Tor, Tails privacy-protecting flaws show that no anonymity system is fail-safe
Tor, Tails privacy-protecting flaws show that no anonymity system is fail-safe
Researchers have found a flaw that in the Invisible Internet Project, just two days after widely used anonymity service Tor acknowledged a similar problem.

San Francisco: Researchers have found a flaw that could expose the identities of people using a privacy-oriented operating system touted by Edward Snowden, just two days after widely used anonymity service Tor acknowledged a similar problem.

The most recent finding concerns a complex, heavily encrypted networking program called the Invisible Internet Project, or I2P. Used to send messages and run websites anonymously, I2P ships along with the specialised operating system "Tails," which former US spy contractor Snowden used to communicate with journalists in secret.

Though a core purpose of I2P is to obscure the Internet Protocol addresses of its roughly 30,000 users, anyone who visits a booby-trapped website could have their true address revealed, making it likely that their name could be exposed as well, according to researchers at Exodus Intelligence.

"People shouldn't trust something wholeheartedly just because Snowden says," Exodus Vice President Aaron Portnoy told Reuters. "Generally, we assume the things we can find, others can find."

Tails launches from a DVD or USB stick and is designed to maintain privacy even when a computer or network has been hacked.

Much more than I2P, Tails relies on Tor, the better-known anonymity system that it uses for all software connections to the Internet. But leaks in the past year have shown that Tor is also a major target for the US National Security Agency and others, and researchers at Carnegie Mellon University said they could have identified hundreds of thousands of Tor users.

Those researchers planned to detail their technique next month at the security conference Black Hat. After Tor developers complained to Carnegie Mellon, the university told Black Hat to cancel the talk.

Tor programmer Roger Dingledine conceded that the researchers had found a flaw, and he said his team was now working to fix it before any public disclosure exposes dissidents and other types of users on Tor to greater risk of attack.

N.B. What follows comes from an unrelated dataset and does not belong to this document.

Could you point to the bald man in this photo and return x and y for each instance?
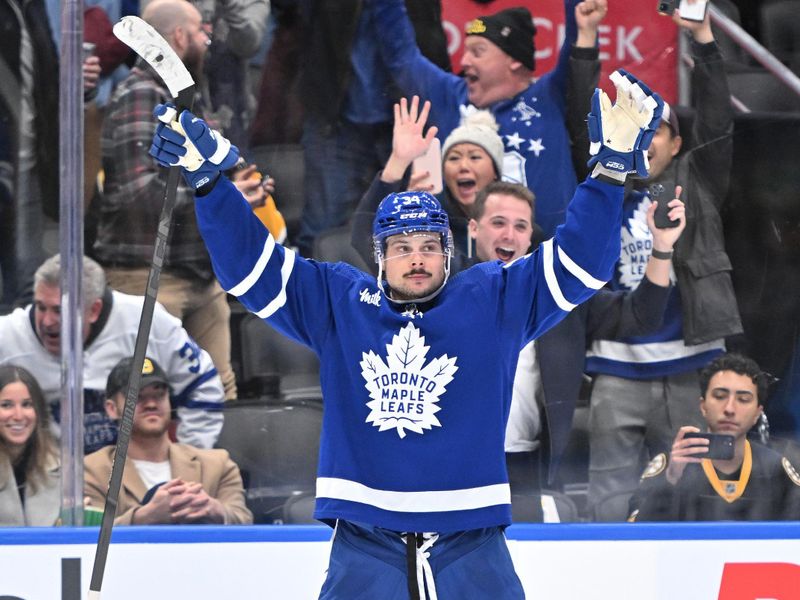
(134, 191)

The I2P flaw will likewise be fixed, in what a spokesman for the I2P project called the "near future." In the meantime, he said, users should disable the programming language JavaScript.

Tails did not respond to an email seeking comment. It was not clear how many Tails users would be vulnerable, since the I2P application does not launch automatically when the operating system is opened. The I2P spokesman said a user would have to have chosen to run I2P to be vulnerable.

Exodus is one of a dozen or more companies known to sell secret security flaws to intelligence agencies, law enforcement and other customers in a controversial marketplace.

No system is failsafe

But in this case, Exodus alerted I2P and Tails to the problem and said it would not divulge the details to customers until the problem has been fixed. Portnoy declined to say what the company would do if a government client asked him to find a similar flaw in the future.

The Tails and Tor episodes show that no anonymity system is failsafe, Portnoy said, and those in jeopardy should focus on compartmentalizing their efforts so that a single breach would not expose everything about them.

"Tor works for most purposes, but a determined adversary will always find a way," he said.

In one such high-stakes case, the FBI used a flaw in a Firefox Web browser that came bundled with Tor to identify a man suspected of hosting child pornography, according to Irish media reports.

Leaked NSA documents show that the NSA logged the IP addresses of many Tor users and may have scanned emails for users living outside of the United States and its four closest intelligence allies, German media reported this month.